Just a warning, these first blog posts are not going to be very formal and my descriptions of what I see are not going to be very scientific. This is all about my first thoughts as an amateur adventurer of the Haw River. Although not my brightest idea, I decided to go on a chilly February morning (around 30℉) that also happened to be Valentine’s Day. Additionally, I made the executive decision to not do any prior research and to not use any map upon entering the park. I would go in blind, not knowing what to expect, and just see what path I would go on.

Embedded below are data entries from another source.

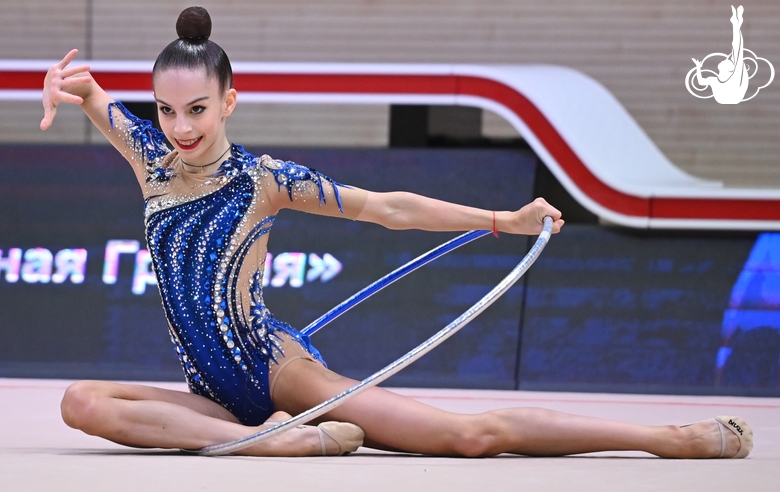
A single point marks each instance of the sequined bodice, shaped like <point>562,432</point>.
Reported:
<point>208,249</point>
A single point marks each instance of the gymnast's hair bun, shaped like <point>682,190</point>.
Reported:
<point>194,23</point>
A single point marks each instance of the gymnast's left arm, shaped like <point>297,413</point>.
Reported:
<point>298,187</point>
<point>401,210</point>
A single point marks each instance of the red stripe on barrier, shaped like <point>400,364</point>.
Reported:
<point>715,209</point>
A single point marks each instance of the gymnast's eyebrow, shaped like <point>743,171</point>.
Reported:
<point>188,104</point>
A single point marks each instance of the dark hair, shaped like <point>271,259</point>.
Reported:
<point>194,50</point>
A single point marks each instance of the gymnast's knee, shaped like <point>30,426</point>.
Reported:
<point>473,439</point>
<point>80,404</point>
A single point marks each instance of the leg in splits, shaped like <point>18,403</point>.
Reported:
<point>394,422</point>
<point>142,416</point>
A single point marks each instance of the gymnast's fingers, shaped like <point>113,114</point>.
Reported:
<point>74,81</point>
<point>71,71</point>
<point>67,59</point>
<point>48,116</point>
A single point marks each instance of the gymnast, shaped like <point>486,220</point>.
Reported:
<point>209,207</point>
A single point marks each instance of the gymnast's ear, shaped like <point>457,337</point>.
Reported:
<point>229,102</point>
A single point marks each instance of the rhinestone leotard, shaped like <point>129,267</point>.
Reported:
<point>208,247</point>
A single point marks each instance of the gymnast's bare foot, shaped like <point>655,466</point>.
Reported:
<point>327,439</point>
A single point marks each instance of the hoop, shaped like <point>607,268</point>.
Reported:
<point>404,361</point>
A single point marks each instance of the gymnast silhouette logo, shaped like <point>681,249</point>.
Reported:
<point>730,84</point>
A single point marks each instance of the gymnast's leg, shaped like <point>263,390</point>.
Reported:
<point>143,416</point>
<point>394,422</point>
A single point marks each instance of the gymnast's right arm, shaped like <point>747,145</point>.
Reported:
<point>75,85</point>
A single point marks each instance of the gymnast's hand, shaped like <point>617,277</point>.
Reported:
<point>530,219</point>
<point>61,85</point>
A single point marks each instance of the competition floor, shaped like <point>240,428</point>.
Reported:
<point>38,452</point>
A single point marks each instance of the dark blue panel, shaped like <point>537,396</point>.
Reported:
<point>609,310</point>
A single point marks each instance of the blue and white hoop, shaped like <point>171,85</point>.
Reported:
<point>408,358</point>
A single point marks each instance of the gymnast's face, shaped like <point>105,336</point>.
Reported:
<point>193,112</point>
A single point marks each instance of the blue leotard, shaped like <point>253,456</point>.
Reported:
<point>206,249</point>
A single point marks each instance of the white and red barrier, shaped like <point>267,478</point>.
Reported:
<point>579,130</point>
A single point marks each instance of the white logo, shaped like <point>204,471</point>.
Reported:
<point>730,84</point>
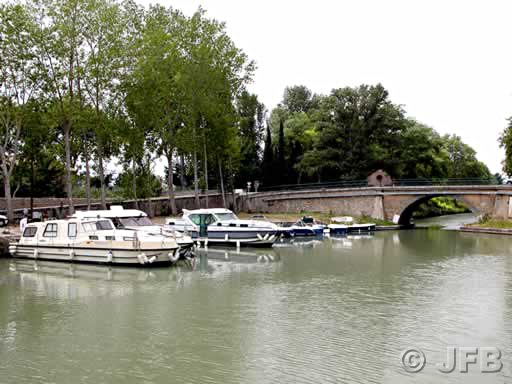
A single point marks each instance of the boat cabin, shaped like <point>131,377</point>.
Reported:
<point>66,231</point>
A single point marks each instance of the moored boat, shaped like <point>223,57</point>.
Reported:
<point>219,226</point>
<point>345,224</point>
<point>93,241</point>
<point>307,226</point>
<point>134,219</point>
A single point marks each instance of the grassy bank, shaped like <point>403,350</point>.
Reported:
<point>439,206</point>
<point>324,218</point>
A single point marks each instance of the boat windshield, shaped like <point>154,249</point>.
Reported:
<point>135,221</point>
<point>226,216</point>
<point>101,225</point>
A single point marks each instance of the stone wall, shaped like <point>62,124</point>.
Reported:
<point>381,203</point>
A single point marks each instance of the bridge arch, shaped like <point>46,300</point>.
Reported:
<point>409,206</point>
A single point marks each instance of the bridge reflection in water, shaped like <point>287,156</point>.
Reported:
<point>326,311</point>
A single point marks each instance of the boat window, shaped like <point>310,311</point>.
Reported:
<point>143,221</point>
<point>202,219</point>
<point>72,230</point>
<point>128,222</point>
<point>88,227</point>
<point>50,230</point>
<point>103,225</point>
<point>226,216</point>
<point>30,232</point>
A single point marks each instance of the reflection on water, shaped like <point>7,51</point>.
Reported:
<point>335,310</point>
<point>449,221</point>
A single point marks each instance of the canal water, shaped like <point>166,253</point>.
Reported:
<point>337,310</point>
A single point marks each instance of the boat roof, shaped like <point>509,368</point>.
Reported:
<point>207,211</point>
<point>114,211</point>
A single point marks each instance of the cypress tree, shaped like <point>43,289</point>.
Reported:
<point>283,176</point>
<point>268,161</point>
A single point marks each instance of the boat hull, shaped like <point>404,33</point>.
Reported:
<point>98,255</point>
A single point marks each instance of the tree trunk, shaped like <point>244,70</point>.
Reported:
<point>206,171</point>
<point>8,197</point>
<point>222,185</point>
<point>67,148</point>
<point>87,177</point>
<point>170,181</point>
<point>101,174</point>
<point>196,182</point>
<point>134,171</point>
<point>182,173</point>
<point>32,182</point>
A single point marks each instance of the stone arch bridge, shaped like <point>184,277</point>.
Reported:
<point>382,202</point>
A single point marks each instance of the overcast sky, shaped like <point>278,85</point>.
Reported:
<point>447,62</point>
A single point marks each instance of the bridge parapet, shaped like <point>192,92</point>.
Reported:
<point>382,202</point>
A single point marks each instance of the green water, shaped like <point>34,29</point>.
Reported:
<point>334,311</point>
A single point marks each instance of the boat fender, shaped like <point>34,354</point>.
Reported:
<point>173,256</point>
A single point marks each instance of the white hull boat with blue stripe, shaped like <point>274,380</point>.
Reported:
<point>219,226</point>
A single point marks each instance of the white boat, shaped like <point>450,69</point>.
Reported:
<point>219,226</point>
<point>138,220</point>
<point>307,226</point>
<point>93,241</point>
<point>345,224</point>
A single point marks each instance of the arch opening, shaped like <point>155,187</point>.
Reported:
<point>408,213</point>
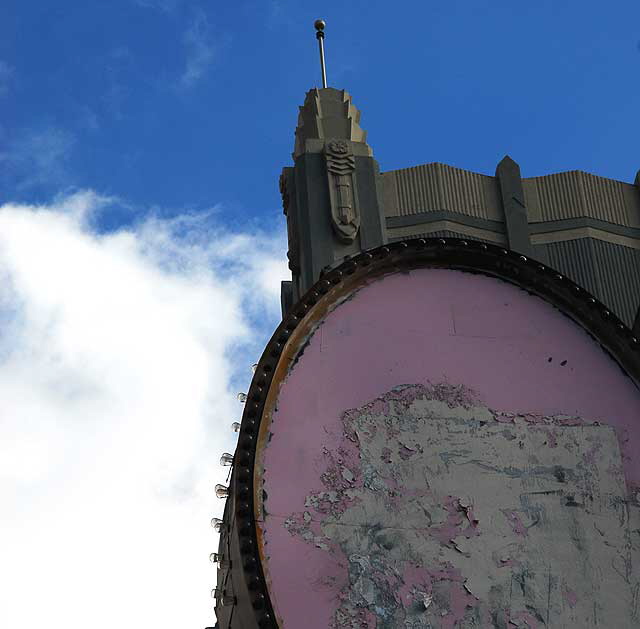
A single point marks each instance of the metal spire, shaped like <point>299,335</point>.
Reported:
<point>319,25</point>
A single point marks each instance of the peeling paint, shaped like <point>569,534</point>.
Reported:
<point>511,500</point>
<point>419,557</point>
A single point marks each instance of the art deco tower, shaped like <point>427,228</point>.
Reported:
<point>444,431</point>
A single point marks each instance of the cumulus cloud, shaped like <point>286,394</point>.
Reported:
<point>120,356</point>
<point>199,49</point>
<point>38,156</point>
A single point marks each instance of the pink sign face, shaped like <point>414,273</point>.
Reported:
<point>450,451</point>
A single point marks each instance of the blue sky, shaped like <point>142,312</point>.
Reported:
<point>142,241</point>
<point>175,103</point>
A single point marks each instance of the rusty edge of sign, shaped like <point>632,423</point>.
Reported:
<point>333,288</point>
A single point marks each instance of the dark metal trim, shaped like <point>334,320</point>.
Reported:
<point>540,227</point>
<point>433,216</point>
<point>467,255</point>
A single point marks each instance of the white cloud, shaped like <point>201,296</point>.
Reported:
<point>38,156</point>
<point>199,49</point>
<point>118,356</point>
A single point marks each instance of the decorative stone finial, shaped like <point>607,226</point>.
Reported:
<point>328,114</point>
<point>319,26</point>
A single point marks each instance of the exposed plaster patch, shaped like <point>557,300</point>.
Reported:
<point>448,514</point>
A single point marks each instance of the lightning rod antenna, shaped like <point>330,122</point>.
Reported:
<point>319,25</point>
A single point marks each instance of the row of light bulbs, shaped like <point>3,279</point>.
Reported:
<point>222,491</point>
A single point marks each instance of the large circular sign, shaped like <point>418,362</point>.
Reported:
<point>439,447</point>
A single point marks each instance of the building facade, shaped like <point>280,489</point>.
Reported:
<point>444,429</point>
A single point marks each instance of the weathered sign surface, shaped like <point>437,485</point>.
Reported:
<point>450,451</point>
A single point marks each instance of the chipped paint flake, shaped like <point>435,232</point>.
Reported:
<point>443,516</point>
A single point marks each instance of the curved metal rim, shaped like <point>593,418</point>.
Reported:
<point>467,255</point>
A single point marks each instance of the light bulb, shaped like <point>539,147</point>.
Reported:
<point>226,460</point>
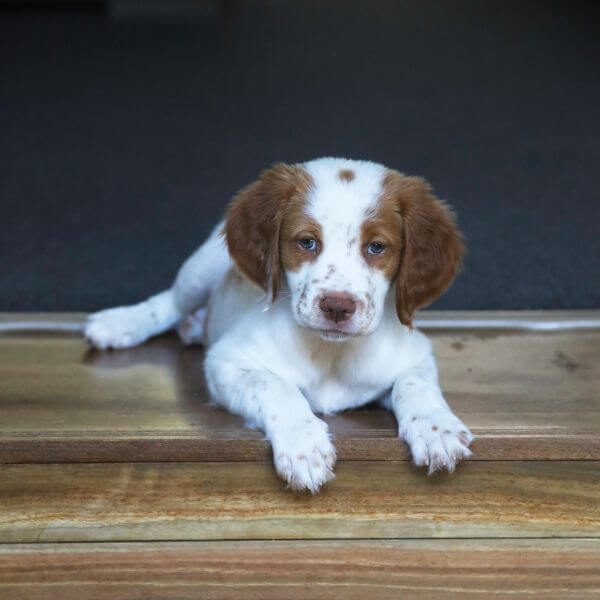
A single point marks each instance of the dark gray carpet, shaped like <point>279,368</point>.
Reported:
<point>121,142</point>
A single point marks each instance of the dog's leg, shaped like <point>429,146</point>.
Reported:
<point>126,326</point>
<point>303,454</point>
<point>437,438</point>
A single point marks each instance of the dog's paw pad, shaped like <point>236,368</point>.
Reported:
<point>115,328</point>
<point>438,440</point>
<point>304,456</point>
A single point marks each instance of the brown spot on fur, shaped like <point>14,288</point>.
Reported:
<point>255,221</point>
<point>563,361</point>
<point>346,175</point>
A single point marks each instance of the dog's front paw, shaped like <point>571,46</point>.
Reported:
<point>120,327</point>
<point>438,440</point>
<point>304,456</point>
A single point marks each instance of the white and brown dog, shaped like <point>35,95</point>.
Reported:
<point>308,309</point>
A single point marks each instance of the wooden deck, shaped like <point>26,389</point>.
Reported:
<point>119,480</point>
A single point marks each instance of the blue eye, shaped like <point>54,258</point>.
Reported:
<point>309,244</point>
<point>375,248</point>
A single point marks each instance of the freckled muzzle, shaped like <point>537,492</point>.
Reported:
<point>337,307</point>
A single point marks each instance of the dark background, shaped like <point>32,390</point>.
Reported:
<point>123,136</point>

The first things I noticed upon my arrival were the sounds, or lack of sounds, at the park. It was very serene and quiet, except for the occasional bird chirping. I heard a chorus of bird sounds, harmonizing with each other. Some of the bird noises sounded like an owl’s “hoo,” while others were higher pitched, more like a “tweet tweet.” The different bird calls come together as though they are having a conversation, and I wonder what they could be talking about. Maybe they’re talking about the weather or what they dreamed about last night.
Compared to the hustle and bustle of my daily life, time felt as if it moved just a little bit slower at Haw River. I’m able to lose thoughts about everything else going on and focus on my surroundings, focus on my breathing.
As I walk from my car, I hear the sound of my shoes crunching the leaves that lay on the ground. The ground underneath my feet changes as I trek back. From leaves covering the dirt to the pavement of the walkways to the wet, red, muddy clay, they all are composed of different materials but all at one point share a similar purpose: providing me a path to get from one spot to another.
Enjoy this map of the park (hopefully it’s there) to suffice for my lack of photos:)
I know there was not a lot I actually talked about, but this was supposed to be a general introduction with some general reflections from my first visit to Haw River. Don’t worry though, because my next blog post will be part two of my first impressions. In that, I will give my world-renowned descriptions of the various trees I witnessed and provide more detailed information on the other aspects of my visit. Toodles!